I had read the generous excerpt from Dooomed Bridegroom, the literary biography/memoir of Ukrainian dissident Vasyl Stus by Canadian/Ukrainian writer, MYRNA KOSTASH.

Kotash describes a heart-rending scene where Stus’s wife is asked to testify against her husband.

At his trial in Kyiv he tried to speak in his own defence, was expelled from the courtroom and sentenced as an “especially dangerous recidivist” to ten years’ forced labour and five years’ internal exile.

The trial took place at the end of September 1980, in the hall of the regional court packed with a specially verified and prepared public brought in to give the appearance of an open trial. No acquaintance, friend, or family member was admitted. But Mykhailyna had been summoned to testify.

Vasyl was very thin and pale and rose to greet her but, as this was not allowed, was made to sit down again. When it was her turn to testify, she stood at the dock, her back to Vasyl so that she kept trying to turn around to face him, for which she was reprimanded by the Court. Asked to “describe Vasyl’s personality,” she rose to the occasion, her first public statement about Vasyl, and went on to speak of him as she would years later, at memorial meetings.

I spoke of him as a person of elevated conscience, a person of honour and idea such as one meets very rarely in life. One should applaud such a person, not put him on trial! I thanked Fate for granting me the chance to know such a person; I said I tried to be like him. Protest against lies and injustice was the only means of existence for him.

As I left the courtroom, I glanced at Vasyl. He sat white-faced and strained, clenching his fists. I never saw him again.

Nowadays writers and artists complain about not having a market or having to endure the drudgery of a 9 to 5 job or having to “give away their content for free.” It’s easy to forget that for some these things were unbelievably luxuries. Unfortunately, when normal living becomes impossible, it’s hard for artists to avoid being political, almost fanatical. Stus was a translator of foreign poets, and if the repression weren’t so great, it’s doubtful that he would even had an interest in politics. While I don’t mean to discount the horrors of the political repression, a lone person crying a political slogan must look like psychotics to citizens in a repressive regime. It’s as though you would be walking on a city street, and a homeless person accosting you would go on about Abu Graib tortures or why America’s currency is bound to fall. The context in which these marginalized messages are being delivered is just so bizarre that people just tune it out.

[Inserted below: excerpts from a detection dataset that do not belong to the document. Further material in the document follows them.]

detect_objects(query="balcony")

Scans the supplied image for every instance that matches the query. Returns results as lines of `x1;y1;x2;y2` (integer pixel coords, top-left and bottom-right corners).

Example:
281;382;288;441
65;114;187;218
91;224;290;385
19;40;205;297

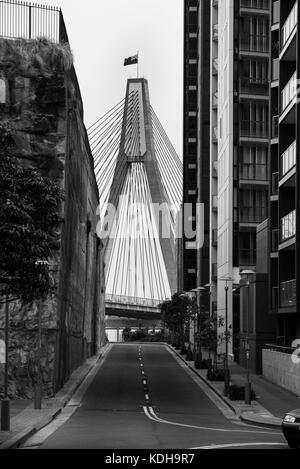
212;195;218;212
272;0;280;24
212;91;218;109
281;140;296;177
271;173;279;195
240;121;269;139
212;229;218;247
213;24;219;41
280;280;296;308
240;164;268;181
211;263;218;282
239;248;256;266
240;207;268;223
240;77;269;97
280;210;296;242
240;35;269;54
272;59;279;81
281;1;298;49
212;58;219;75
271;230;279;252
281;72;297;112
240;0;270;10
272;116;279;138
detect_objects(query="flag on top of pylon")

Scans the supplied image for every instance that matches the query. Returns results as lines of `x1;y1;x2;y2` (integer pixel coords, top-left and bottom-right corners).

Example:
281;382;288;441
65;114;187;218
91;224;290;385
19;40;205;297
124;54;138;65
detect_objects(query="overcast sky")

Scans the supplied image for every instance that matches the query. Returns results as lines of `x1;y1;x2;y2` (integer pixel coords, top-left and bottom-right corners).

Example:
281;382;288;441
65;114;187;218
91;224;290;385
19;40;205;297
33;0;183;158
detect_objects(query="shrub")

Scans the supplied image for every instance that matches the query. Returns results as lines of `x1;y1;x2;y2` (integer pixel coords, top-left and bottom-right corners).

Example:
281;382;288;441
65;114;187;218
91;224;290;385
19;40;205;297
206;368;224;381
229;384;256;401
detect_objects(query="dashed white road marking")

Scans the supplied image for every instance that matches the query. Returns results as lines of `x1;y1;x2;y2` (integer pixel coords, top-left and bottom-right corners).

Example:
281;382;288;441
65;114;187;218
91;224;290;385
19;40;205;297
143;406;281;435
189;442;287;449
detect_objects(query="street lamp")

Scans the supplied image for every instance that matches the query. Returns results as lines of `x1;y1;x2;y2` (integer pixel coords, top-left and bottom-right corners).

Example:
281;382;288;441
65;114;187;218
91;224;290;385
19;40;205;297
1;294;10;431
240;270;255;404
219;277;233;396
34;260;49;409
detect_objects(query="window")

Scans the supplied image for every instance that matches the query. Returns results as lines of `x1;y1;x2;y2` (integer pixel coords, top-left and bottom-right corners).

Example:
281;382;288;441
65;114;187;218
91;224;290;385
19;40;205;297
0;78;6;104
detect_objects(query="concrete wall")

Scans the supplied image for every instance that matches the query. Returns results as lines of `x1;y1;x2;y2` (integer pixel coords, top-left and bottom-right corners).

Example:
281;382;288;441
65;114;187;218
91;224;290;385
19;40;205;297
0;42;105;397
263;349;300;396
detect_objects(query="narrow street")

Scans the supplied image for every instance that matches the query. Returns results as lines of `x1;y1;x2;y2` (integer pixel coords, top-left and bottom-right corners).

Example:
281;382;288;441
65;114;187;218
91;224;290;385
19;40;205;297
22;344;287;449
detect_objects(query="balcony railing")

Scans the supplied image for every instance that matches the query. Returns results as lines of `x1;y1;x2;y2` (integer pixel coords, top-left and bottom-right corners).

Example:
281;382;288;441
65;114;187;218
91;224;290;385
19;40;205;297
281;140;296;176
213;24;219;40
240;164;268;181
241;0;270;10
281;1;298;48
272;116;279;138
240;77;269;96
280;210;296;241
272;0;280;24
212;58;219;75
240;121;269;138
272;59;279;81
281;72;297;112
280;280;296;307
240;34;269;53
239;249;256;266
240;207;268;223
271;230;279;252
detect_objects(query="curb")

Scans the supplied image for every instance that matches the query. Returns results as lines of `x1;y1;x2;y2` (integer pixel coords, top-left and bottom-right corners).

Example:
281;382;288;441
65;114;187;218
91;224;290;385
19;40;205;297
166;344;281;428
0;343;109;450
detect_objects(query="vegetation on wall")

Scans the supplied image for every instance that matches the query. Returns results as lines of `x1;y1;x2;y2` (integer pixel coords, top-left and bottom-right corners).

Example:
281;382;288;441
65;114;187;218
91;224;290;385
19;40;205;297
0;123;63;302
0;37;73;78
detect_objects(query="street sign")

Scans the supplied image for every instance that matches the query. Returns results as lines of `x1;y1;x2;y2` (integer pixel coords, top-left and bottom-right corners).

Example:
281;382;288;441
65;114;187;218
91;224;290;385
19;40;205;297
0;339;5;363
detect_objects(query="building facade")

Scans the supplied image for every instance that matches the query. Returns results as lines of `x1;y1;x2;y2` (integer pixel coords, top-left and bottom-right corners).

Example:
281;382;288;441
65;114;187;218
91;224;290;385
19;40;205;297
269;0;300;347
210;0;270;358
179;0;210;308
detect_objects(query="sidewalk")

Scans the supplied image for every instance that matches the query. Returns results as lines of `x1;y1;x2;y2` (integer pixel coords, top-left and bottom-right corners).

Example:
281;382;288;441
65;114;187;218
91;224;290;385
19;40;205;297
0;344;109;449
169;345;300;428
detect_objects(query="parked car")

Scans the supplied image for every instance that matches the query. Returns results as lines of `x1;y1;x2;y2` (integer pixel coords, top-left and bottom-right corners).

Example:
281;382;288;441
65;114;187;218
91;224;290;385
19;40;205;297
281;409;300;448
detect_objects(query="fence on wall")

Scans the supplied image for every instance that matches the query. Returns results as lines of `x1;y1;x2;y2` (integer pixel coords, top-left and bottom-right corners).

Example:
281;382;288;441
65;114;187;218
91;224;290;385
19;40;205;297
0;0;69;42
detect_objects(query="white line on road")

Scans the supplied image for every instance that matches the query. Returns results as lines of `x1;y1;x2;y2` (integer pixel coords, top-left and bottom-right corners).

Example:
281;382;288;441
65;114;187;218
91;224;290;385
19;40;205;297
189;442;287;449
143;407;281;435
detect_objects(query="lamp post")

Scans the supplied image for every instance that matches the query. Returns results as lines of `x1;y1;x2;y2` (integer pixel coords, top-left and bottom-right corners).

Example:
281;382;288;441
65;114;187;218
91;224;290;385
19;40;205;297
240;270;255;404
34;260;49;409
1;295;10;431
219;277;233;396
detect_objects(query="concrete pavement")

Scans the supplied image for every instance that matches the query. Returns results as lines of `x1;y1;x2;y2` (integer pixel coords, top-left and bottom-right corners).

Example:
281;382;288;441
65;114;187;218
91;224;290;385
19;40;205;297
0;344;110;449
169;345;300;428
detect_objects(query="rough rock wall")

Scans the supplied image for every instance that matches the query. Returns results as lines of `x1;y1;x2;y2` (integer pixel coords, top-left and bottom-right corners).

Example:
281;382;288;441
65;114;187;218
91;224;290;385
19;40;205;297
0;59;104;397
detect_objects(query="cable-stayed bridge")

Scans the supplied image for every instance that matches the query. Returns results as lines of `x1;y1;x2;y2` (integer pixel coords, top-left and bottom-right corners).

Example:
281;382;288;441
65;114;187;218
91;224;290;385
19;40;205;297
88;79;182;326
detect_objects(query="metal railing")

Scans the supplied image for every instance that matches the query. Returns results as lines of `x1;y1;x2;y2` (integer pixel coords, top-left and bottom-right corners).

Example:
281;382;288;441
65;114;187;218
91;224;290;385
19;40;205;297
240;0;270;10
240;77;269;96
105;293;163;308
272;116;279;138
240;163;268;181
240;207;268;223
281;1;298;48
240;121;269;138
0;0;69;42
281;72;297;112
280;279;297;307
240;34;269;53
281;140;296;176
280;210;296;241
264;344;297;355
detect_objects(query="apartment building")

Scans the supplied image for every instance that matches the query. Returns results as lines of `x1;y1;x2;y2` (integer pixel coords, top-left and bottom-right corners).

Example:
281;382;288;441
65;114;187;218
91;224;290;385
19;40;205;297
269;0;300;347
209;0;270;358
179;0;210;300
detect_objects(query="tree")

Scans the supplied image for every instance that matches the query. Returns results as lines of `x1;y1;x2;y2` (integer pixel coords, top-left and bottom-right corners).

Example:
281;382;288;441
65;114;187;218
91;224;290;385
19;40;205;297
159;292;191;349
0;123;63;303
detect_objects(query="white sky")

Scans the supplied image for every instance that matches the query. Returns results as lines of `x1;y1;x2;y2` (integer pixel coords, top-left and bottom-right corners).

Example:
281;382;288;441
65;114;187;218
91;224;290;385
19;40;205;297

Stus’s letters, essays and poems were frequently destroyed by guards and KGB agents. Yet Stus continued writing in the hopes that some of the communicades might make it. Indeed, some essays and poems were published samizdat, but that was probably no consolation for Stus. The writing process itself was his only consolation, his way of convincing himself that his individual thoughts had not faded away into oblivion, that his muse could not be stifled in any way. He wrote with the expectation that most of what he produced would be destroyed or at best ignored. Some may point to this as an example of writing to escape reality. Perhaps. But each poem for him was a kind of declaration of self, a mental exercise intended to prove to the world that everything upstairs was functioning fine. Instead of mourning the loss of many of his poems, we should admire Stus’s ability to produce without hope of being appreciated.

Here’s a poem (translated by Marco Carynnyk) :

Weep, sky, weep and weep! Wash the unabated sea
Of thin-voiced waters and dampen the heart.
It seems it was just now, just yesterday
That a deathly shiver buried you alive.
Weep, sky, weep and weep! The past cannot be returned.
Today has been reduced to naught, the future will not come.
Something weighs on the mind that can never
Be torn from the heart. This prison is a prison for prisons!
Weep, sky, weep and weep! Still over your horizons
And let the stars fall from darkened skies!
Is there in this world a trumpet that will sound
A final blast to keep me from my resurrection?
Flow, water, flaw and sweep me away from my weariness,
For eternities of bondage have crushed me.
High upland thunder, girdle the earth!
Pitch-winged cloud, bless me!
Lightning, send a message!
Hallowed be the world. The night is its companion.